Joints, ligaments, and bursae (जोड़ों, स्नायुबंधन, और बर्सी)
The joints are structures that connect individual bones and may allow bones to move against each other to cause movement. There are three divisions of joints, diarthrosis which allows extensive mobility between two or more articular heads; amphiarthrosis, which is a joint that allows some movement, and false joints or synarthroses, joints that are immovable, that allow little or no movement and are predominantly fibrous. Synovial joints, joints that are not directly joined, are lubricated by a solution called synovial fluid that is produced by the synovial membranes. This fluid lowers the friction between the articular surfaces and is kept within an articular capsule, binding the joint with its taut tissue.
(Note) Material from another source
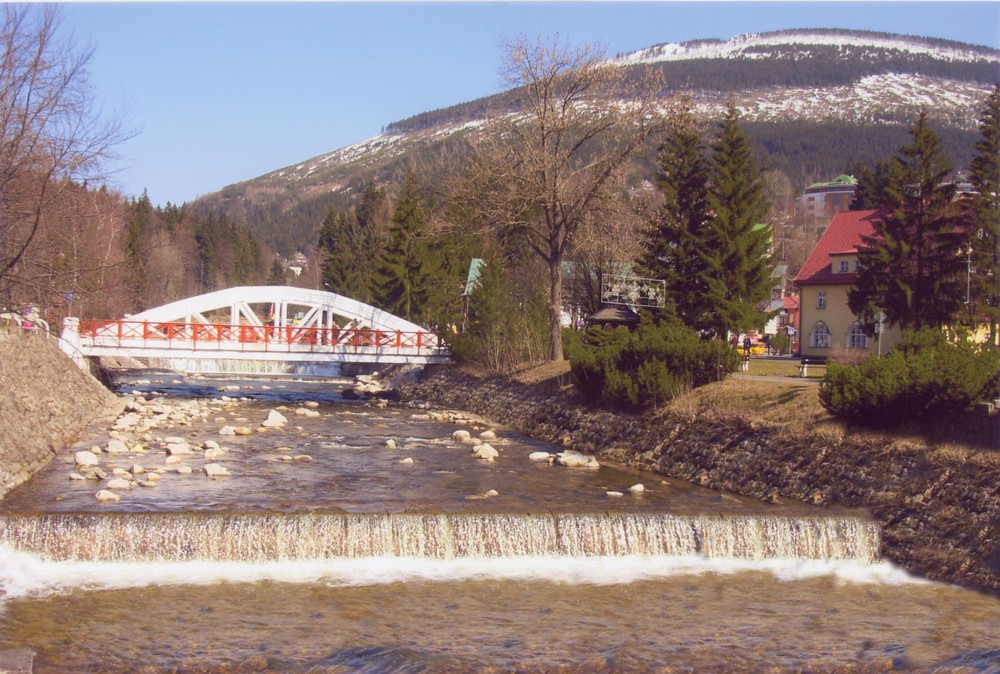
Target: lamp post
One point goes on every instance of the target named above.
(879, 322)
A ligament is a small band of dense, white, fibrous elastic tissue. Ligaments connect the ends of bones together in order to form a joint. Most ligaments limit dislocation or prevent certain movements that may cause breaks. Since they are only elastic they increasingly lengthen when under pressure. When this occurs the ligament may be susceptible to break resulting in an unstable joint.
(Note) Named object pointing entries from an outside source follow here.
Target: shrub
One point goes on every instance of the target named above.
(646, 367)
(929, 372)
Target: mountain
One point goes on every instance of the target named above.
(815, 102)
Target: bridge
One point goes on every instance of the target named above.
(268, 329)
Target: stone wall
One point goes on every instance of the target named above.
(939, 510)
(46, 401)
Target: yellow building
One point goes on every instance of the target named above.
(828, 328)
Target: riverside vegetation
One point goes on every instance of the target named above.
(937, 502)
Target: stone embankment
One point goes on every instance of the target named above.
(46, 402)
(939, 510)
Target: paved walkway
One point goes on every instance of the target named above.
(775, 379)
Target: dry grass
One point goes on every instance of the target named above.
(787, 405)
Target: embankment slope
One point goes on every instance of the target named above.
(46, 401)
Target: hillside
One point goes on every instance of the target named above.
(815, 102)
Ligaments may also restrict some actions: movements such as hyperextension and hyperflexion are restricted by ligaments to an extent. Also, ligaments prevent certain directional movement.
A bursa is a small fluid-filled sac made of white fibrous tissue and lined with a synovial membrane. Bursa may also be formed by a synovial membrane that extends outside of the joint capsule. It provides a cushion between bones and tendons and/or muscles around a joint; bursa are filled with synovial fluid and are found around almost every major joint of the body.
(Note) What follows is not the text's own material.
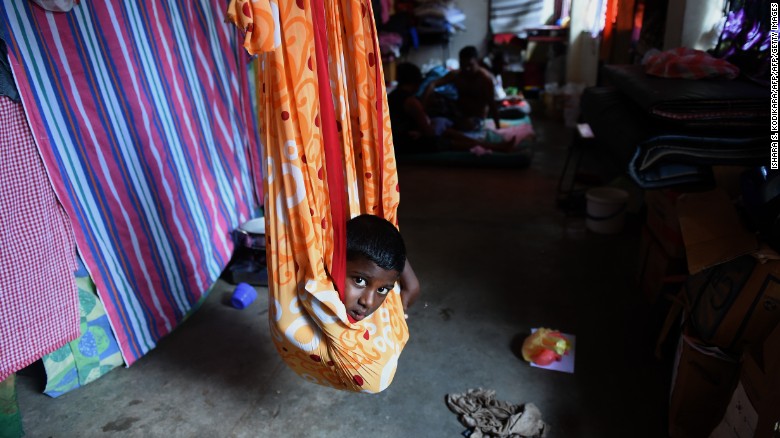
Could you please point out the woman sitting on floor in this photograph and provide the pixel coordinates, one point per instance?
(415, 132)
Musculoskeletal system Clinical significance (हाड़ पिंजर प्रणाली का नैदानिक महत्व)
Because many other body systems, including the vascular, nervous, and integumentary systems, are interrelated, disorders of one of these systems may also affect the musculoskeletal system and complicate the diagnosis of the origin of the disorder. Diseases of the musculoskeletal system mostly encompass functional disorders or motion discrepancies; the level of impairment depends specifically on the problem and its severity.
Articular (of or pertaining to the joints) disorders are the most common. However, also among the diagnoses are primary muscular diseases, neurologic (related to the medical science that deals with the nervous system and disorders affecting it) deficits, toxins, endocrine abnormalities, metabolic disorders, infectious diseases, blood and vascular disorders, and nutritional imbalances.
Disorders of muscles from another body system can bring about irregularities such as:
- Impairment of ocular motion and control
- Respiratory dysfunction
- Bladder malfunction
Complete paralysis, paresis, or ataxia may be caused by primary muscular dysfunctions of infectious or toxic origin; however, the primary disorder is usually related to the nervous system, with the muscular system acting as the effector organ, an organ capable of responding to a stimulus, especially a nerve impulse.
One understated disorder that begins during pregnancy is Pelvic girdle pain, it is complex and multi-factorial and likely to be also represented by a series of sub-groups driven by pain varying from peripheral or central nervous system, altered laxity/stiffness of muscles, laxity to injury of tendinous/ligamentous structures to ‘mal-adaptive’ body mechanics.